JEFFERSON CITY • The last conversation that Auditor Tom Schweich had before he shot himself focused on his “outrage concerning the rumors that were being spread about his religion,” says a longtime aide to former U.S. Sen. John Danforth.
The aide, Martha Fitz, said in a written statement that she was on the telephone with Schweich and Schweich’s wife, Kathy, the morning of Feb. 26, in an attempt to check on the auditor after his chief of staff in Jefferson City expressed concern about his emotional state.
Tom Schweich, a Republican candidate for governor, believed that a top GOP official was conducting a whispering campaign that he was Jewish in an attempt to hurt his bid for the office.
The auditor picked up Kathy Schweich’s phone to talk to Fitz for about three minutes about how he should respond to the rumors about him, Fitz said.
Fitz said she told him she “thought it was best to let others stand up for him. He then threatened to kill himself and handed the phone back to Kathy. Seconds later I heard Kathy say, ‘He shot himself!’ Kathy then called 911 on another line while I stayed on the first line with her until the paramedics arrived.”
Police have said Schweich, 54, died of an apparently self-inflicted gunshot wound in his Clayton home.
Fitz works for Danforth at the Bryan Cave law firm in St. Louis, where Schweich also used to work.
Fitz released the written statement late Thursday. She said she had also given the information to the Clayton Police Department.

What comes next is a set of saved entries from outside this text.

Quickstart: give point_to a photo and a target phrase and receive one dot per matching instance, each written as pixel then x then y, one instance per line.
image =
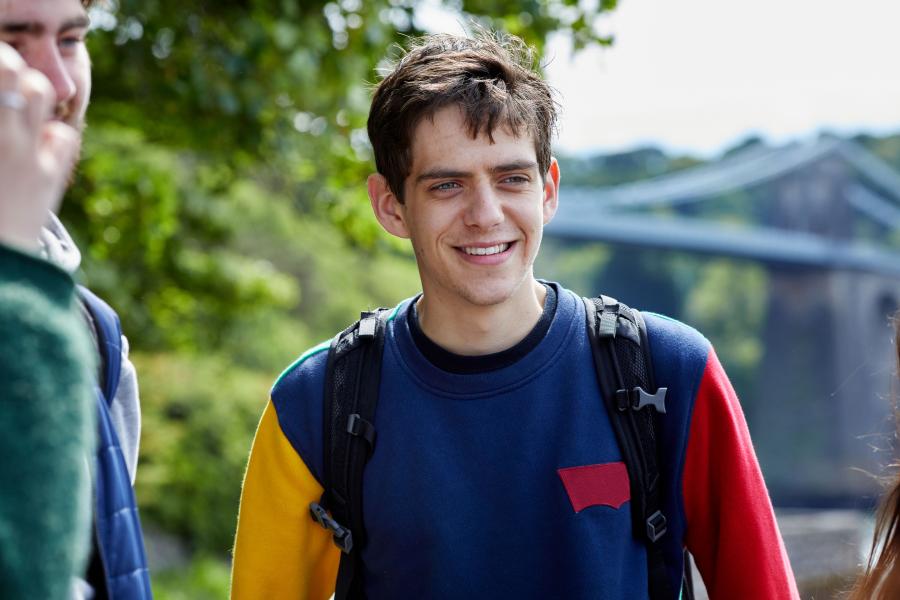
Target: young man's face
pixel 49 34
pixel 474 210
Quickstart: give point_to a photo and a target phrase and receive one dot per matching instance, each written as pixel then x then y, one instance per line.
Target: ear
pixel 551 191
pixel 387 208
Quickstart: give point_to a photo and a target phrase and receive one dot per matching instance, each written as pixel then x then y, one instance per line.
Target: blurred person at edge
pixel 881 578
pixel 44 61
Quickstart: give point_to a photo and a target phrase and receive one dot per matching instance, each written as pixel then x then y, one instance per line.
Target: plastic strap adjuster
pixel 657 525
pixel 342 536
pixel 637 398
pixel 367 324
pixel 609 319
pixel 359 427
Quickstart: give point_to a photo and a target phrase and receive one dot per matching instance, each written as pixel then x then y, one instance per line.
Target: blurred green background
pixel 220 207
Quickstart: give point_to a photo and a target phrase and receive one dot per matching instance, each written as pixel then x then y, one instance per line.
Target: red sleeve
pixel 731 529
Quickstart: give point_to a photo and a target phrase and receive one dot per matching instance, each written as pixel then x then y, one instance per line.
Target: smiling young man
pixel 488 403
pixel 43 41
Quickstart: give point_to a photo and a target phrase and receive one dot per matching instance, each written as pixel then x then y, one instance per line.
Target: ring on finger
pixel 12 100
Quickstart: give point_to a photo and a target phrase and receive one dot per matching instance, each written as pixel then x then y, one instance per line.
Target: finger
pixel 40 99
pixel 58 152
pixel 11 65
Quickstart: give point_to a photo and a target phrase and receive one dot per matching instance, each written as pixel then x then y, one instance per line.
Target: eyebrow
pixel 523 165
pixel 35 28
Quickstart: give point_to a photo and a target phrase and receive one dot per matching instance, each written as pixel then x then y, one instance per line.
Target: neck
pixel 473 330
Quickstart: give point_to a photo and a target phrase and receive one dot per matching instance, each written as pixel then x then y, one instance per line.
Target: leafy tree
pixel 221 207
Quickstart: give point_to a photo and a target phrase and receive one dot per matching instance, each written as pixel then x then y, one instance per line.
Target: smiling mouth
pixel 478 251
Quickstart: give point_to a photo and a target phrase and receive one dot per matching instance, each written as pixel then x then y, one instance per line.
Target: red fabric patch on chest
pixel 592 485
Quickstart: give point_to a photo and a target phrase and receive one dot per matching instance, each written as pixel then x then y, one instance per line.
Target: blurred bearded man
pixel 45 87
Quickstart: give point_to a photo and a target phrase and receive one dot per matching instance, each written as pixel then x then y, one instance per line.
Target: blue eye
pixel 70 41
pixel 515 179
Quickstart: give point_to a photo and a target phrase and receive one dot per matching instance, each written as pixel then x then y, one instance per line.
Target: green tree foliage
pixel 221 208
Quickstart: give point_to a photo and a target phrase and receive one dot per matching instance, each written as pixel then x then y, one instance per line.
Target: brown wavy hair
pixel 881 578
pixel 492 77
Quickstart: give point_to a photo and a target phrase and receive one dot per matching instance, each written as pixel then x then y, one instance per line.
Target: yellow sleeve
pixel 279 551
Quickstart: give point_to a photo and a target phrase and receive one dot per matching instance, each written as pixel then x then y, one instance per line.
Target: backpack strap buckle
pixel 637 398
pixel 657 525
pixel 359 427
pixel 342 536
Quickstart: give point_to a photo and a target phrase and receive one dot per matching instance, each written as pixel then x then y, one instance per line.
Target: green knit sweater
pixel 46 429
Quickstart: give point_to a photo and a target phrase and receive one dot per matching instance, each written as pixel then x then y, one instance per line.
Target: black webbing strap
pixel 625 373
pixel 352 378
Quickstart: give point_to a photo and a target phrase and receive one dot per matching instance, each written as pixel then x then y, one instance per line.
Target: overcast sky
pixel 699 75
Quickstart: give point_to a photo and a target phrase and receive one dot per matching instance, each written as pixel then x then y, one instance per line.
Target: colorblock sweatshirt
pixel 506 481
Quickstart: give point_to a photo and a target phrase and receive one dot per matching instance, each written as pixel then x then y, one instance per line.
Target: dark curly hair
pixel 492 77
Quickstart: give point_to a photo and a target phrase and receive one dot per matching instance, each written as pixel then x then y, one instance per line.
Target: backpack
pixel 118 563
pixel 618 339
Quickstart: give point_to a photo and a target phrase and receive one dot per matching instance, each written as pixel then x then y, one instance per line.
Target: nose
pixel 484 209
pixel 49 62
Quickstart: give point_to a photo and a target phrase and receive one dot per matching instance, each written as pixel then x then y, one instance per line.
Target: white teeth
pixel 487 251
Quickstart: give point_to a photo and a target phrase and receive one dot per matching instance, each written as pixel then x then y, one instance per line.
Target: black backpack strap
pixel 624 368
pixel 352 378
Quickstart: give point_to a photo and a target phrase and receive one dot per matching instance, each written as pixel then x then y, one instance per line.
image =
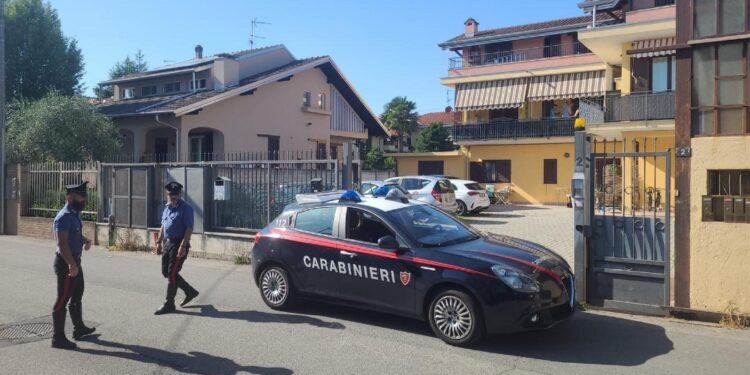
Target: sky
pixel 386 48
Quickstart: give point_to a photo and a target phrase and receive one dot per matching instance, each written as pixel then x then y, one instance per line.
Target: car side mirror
pixel 388 243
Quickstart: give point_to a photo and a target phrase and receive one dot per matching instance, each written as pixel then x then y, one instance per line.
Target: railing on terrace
pixel 640 106
pixel 518 55
pixel 513 129
pixel 648 4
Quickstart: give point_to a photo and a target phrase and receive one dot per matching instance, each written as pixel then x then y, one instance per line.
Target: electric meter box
pixel 222 189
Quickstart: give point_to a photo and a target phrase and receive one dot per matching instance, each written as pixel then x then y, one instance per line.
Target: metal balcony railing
pixel 513 129
pixel 518 55
pixel 640 106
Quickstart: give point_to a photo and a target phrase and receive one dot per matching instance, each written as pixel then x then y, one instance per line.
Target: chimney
pixel 471 26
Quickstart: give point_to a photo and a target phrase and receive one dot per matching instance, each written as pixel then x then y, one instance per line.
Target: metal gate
pixel 628 252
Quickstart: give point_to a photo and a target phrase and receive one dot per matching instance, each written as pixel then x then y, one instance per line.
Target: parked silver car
pixel 433 190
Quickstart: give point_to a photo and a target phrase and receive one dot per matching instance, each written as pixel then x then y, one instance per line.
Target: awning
pixel 653 47
pixel 566 86
pixel 505 93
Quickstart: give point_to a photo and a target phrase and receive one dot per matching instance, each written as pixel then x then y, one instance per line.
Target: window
pixel 718 17
pixel 414 183
pixel 148 90
pixel 497 171
pixel 128 93
pixel 429 167
pixel 172 87
pixel 322 101
pixel 306 98
pixel 316 220
pixel 200 83
pixel 364 226
pixel 550 171
pixel 719 100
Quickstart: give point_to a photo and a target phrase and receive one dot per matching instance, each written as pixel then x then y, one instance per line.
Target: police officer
pixel 67 265
pixel 173 243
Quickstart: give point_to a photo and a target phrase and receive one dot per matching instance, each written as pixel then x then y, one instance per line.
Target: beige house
pixel 260 100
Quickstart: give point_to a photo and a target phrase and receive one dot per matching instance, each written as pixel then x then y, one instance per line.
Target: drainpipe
pixel 177 132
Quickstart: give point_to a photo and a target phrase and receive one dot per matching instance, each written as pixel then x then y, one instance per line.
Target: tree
pixel 38 57
pixel 434 137
pixel 400 114
pixel 58 128
pixel 126 66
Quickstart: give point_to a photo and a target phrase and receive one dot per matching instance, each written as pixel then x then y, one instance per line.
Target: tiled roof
pixel 440 117
pixel 532 27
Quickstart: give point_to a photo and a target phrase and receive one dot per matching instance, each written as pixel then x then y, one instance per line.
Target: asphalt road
pixel 228 330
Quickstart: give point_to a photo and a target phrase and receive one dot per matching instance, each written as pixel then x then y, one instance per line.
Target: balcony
pixel 506 57
pixel 641 106
pixel 513 129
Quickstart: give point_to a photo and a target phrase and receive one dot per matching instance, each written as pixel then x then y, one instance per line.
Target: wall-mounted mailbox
pixel 222 189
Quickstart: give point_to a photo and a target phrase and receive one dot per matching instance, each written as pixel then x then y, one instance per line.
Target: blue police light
pixel 350 196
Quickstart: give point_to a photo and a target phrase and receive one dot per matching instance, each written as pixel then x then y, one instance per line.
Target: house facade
pixel 261 100
pixel 713 164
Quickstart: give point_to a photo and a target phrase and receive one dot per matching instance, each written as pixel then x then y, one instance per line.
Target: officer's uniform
pixel 69 289
pixel 175 220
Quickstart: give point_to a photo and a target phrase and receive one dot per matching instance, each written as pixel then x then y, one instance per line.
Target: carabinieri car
pixel 408 258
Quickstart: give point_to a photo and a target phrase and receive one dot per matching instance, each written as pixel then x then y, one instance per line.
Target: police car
pixel 409 258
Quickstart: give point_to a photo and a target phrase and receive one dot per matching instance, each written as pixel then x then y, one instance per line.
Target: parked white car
pixel 433 190
pixel 470 197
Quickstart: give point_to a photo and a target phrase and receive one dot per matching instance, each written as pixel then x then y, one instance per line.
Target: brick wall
pixel 41 227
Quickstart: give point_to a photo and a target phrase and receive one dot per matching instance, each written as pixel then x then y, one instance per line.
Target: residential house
pixel 260 100
pixel 713 163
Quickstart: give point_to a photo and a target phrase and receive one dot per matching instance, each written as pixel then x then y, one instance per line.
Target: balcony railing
pixel 640 106
pixel 513 129
pixel 518 55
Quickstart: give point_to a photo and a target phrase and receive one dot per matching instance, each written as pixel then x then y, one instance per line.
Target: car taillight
pixel 436 195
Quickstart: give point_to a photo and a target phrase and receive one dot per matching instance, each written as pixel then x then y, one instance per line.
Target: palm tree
pixel 400 114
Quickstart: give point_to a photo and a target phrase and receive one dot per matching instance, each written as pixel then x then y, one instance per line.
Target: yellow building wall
pixel 719 251
pixel 527 170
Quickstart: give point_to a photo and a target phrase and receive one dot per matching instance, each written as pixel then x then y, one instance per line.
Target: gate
pixel 628 249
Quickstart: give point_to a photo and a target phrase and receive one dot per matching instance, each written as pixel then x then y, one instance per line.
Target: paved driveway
pixel 551 226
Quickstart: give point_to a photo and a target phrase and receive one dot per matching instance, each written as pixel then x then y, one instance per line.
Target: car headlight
pixel 516 280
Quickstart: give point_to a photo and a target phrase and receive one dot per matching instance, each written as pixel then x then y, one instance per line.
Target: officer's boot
pixel 59 340
pixel 79 328
pixel 168 305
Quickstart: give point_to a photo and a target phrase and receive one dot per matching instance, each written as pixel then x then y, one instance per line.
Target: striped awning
pixel 506 93
pixel 566 86
pixel 653 47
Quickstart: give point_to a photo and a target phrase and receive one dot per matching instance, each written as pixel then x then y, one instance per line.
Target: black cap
pixel 79 189
pixel 173 187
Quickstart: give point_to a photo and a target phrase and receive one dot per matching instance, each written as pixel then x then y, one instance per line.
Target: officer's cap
pixel 79 189
pixel 173 187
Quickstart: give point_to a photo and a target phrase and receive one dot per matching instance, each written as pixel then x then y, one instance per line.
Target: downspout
pixel 177 132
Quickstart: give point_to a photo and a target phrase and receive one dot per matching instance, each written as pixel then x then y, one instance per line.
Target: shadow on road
pixel 259 316
pixel 190 363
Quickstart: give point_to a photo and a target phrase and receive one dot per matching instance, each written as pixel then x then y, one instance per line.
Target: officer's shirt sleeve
pixel 187 216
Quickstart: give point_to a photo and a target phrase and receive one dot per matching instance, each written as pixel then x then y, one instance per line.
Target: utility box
pixel 729 209
pixel 222 189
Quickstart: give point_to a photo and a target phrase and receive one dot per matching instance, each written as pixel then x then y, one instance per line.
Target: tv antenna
pixel 253 25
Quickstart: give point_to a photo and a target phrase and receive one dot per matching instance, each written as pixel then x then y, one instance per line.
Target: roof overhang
pixel 607 41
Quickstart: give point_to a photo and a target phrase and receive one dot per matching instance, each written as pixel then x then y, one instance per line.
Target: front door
pixel 374 276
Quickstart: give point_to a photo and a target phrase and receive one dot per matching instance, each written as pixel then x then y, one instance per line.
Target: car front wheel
pixel 276 288
pixel 455 318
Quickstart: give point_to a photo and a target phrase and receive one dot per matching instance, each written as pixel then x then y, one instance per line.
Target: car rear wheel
pixel 276 288
pixel 455 318
pixel 462 210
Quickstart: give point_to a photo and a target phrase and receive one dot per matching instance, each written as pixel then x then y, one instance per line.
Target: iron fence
pixel 45 187
pixel 513 129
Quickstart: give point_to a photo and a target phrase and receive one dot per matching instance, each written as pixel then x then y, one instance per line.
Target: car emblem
pixel 405 278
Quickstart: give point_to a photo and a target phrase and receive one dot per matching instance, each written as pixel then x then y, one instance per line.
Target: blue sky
pixel 386 47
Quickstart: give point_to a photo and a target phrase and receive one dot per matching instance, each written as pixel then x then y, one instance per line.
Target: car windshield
pixel 431 227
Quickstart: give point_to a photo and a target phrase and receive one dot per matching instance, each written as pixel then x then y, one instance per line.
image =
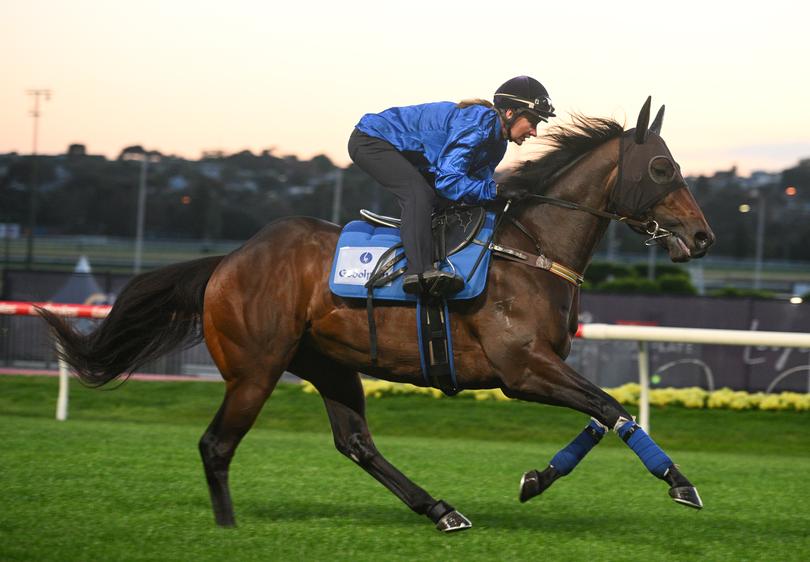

In the week before he died, Schweich alleged to the Post-Dispatch and others that John Hancock, a political consultant and the new chairman of the Missouri Republican Party, had been conducting a whispering campaign suggesting that Schweich was Jewish.
Schweich, who was Episcopalian but whose grandfather was Jewish, alleged the comments were anti-Semitic and an attempt to smear him.
Hancock has said he may have mentioned that Schweich was Jewish, but that it was innocent conversation.
He has vehemently denied it was meant to inject religion into Schweich’s race against Republican Catherine Hanaway for the GOP’s gubernatorial nomination.
Others have said Schweich also was upset with a radio commercial produced by a political action committee with ties to Hanaway. The ad had made fun of Schweich’s physical appearance, comparing him to the Barney Fife character from the old “Andy Griffith Show” and saying he could be squashed like a “little bug.’’
Danforth, an Episcopal priest and Schweich’s political mentor, gave the eulogy at Schweich’s funeral on Tuesday. In a strong rebuke to his party’s leaders, Danforth blamed Schweich’s suicide on “bullies” intent on “winning at any cost” and asked mourners to pledge “that we will not put up with any whisper of anti-Semitism.”